Windows Phone 7 Marketplace Hits 50,000 Apps, Still Lags
By Daniel Ionescu
The Windows Phone 7 Marketplace has passed the 50,000-app mark, according to third-party figures from All About Windows Phone, a significant milestone in Microsoft’s quest to re-conquer the mobile space. But despite the number of Windows Phone 7 apps growing at a brisk pace, the market share of the platform was just 1.5 percent in the third quarter of 2011, Gartner figures show.
It took the Windows Phone Marketplace 14 months to reach the 50,000-app mark, while Google needed 19 months to get the same result, and Apple managed to get to the figure in 12 months. Of course, the Google Android Market now has eight times more apps than the Windows Phone Marketplace and Apple’s App Store has more than a half-million apps, so Microsoft has a lot of catching up to do, even though you can find most of the big titles on any of the three platforms.
Why Windows Phone hasn’t taken off
Microsoft’s app store for mobile devices is gaining momentum, as some 265 new items are added to the Windows Phone Marketplace every day, and in just 40 days, 10,000 apps were added to the store. Considering Microsoft’s strategy is to bake many of the popular app features into the OS (popular apps like Shazam, Around Me, Google Goggles have alternative features built right into Windows Phone 7), the rate of growth of the marketplace should be a good sign.
Where Microsoft is lagging, however, is the all-important market share. At 1.5 percent share in the third quarter of 2011, there are Windows Phone 7 devices on all four major carriers and the OS is constantly receiving warming reviews. So what’s the problem?

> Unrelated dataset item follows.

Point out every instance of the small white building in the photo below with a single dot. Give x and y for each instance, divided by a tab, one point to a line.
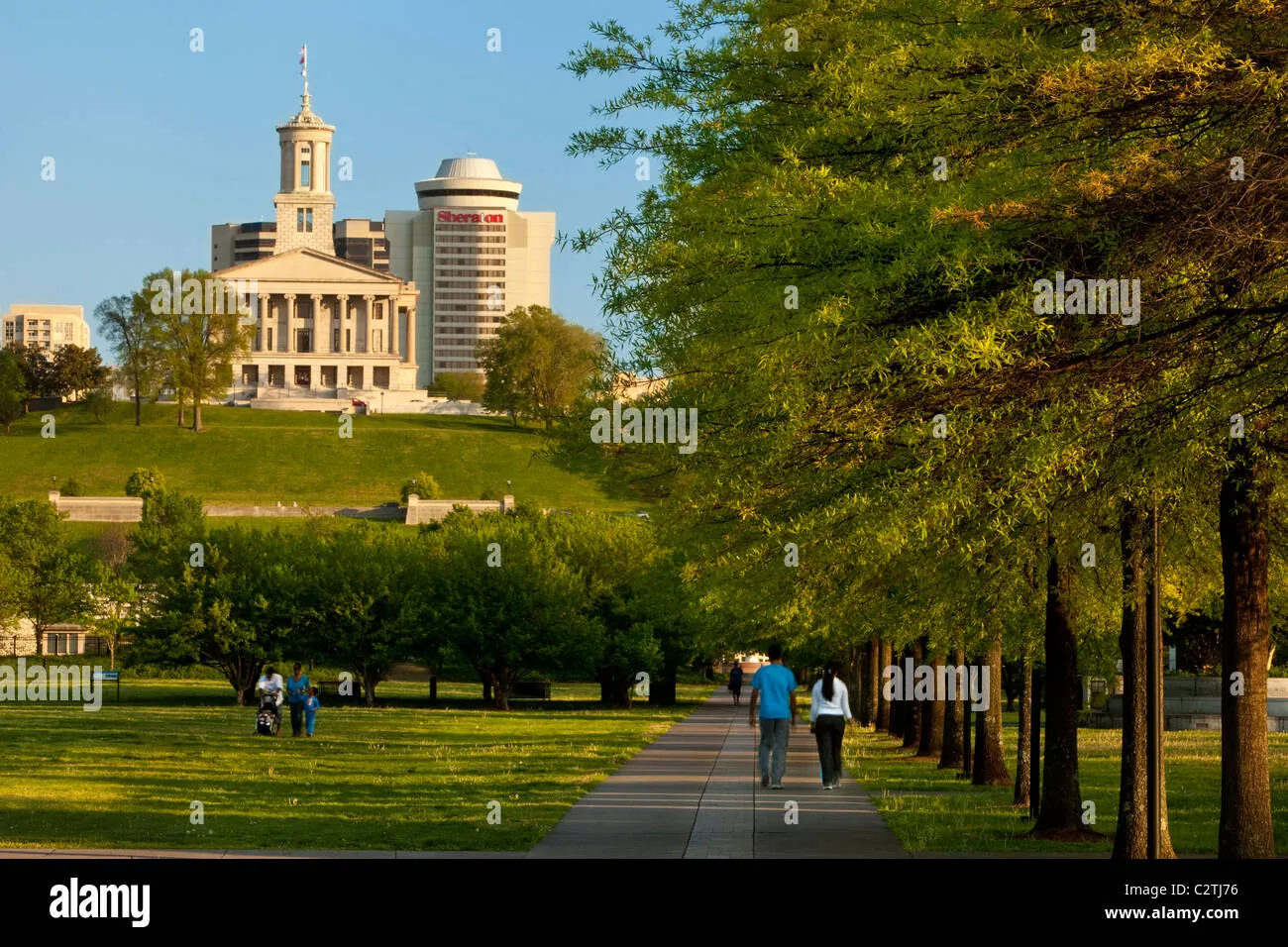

Charlie Kindel, former general manager of Windows Phone 7, argued in a blog post that it’s not the number of apps, the quality of the OS (which he says is superior to Android) or the hardware. He says the problem lies with the manufacturing partners of Windows Phone 7 devices, which do not invest enough in advertising for the platform, opting instead to push Android. He suggested that Microsoft should try to improve its relationship with carriers, who need to train their sales staff to push Windows Phone 7, as well as with manufacturers, who shouldn’t focus as much on Android, the market share leader.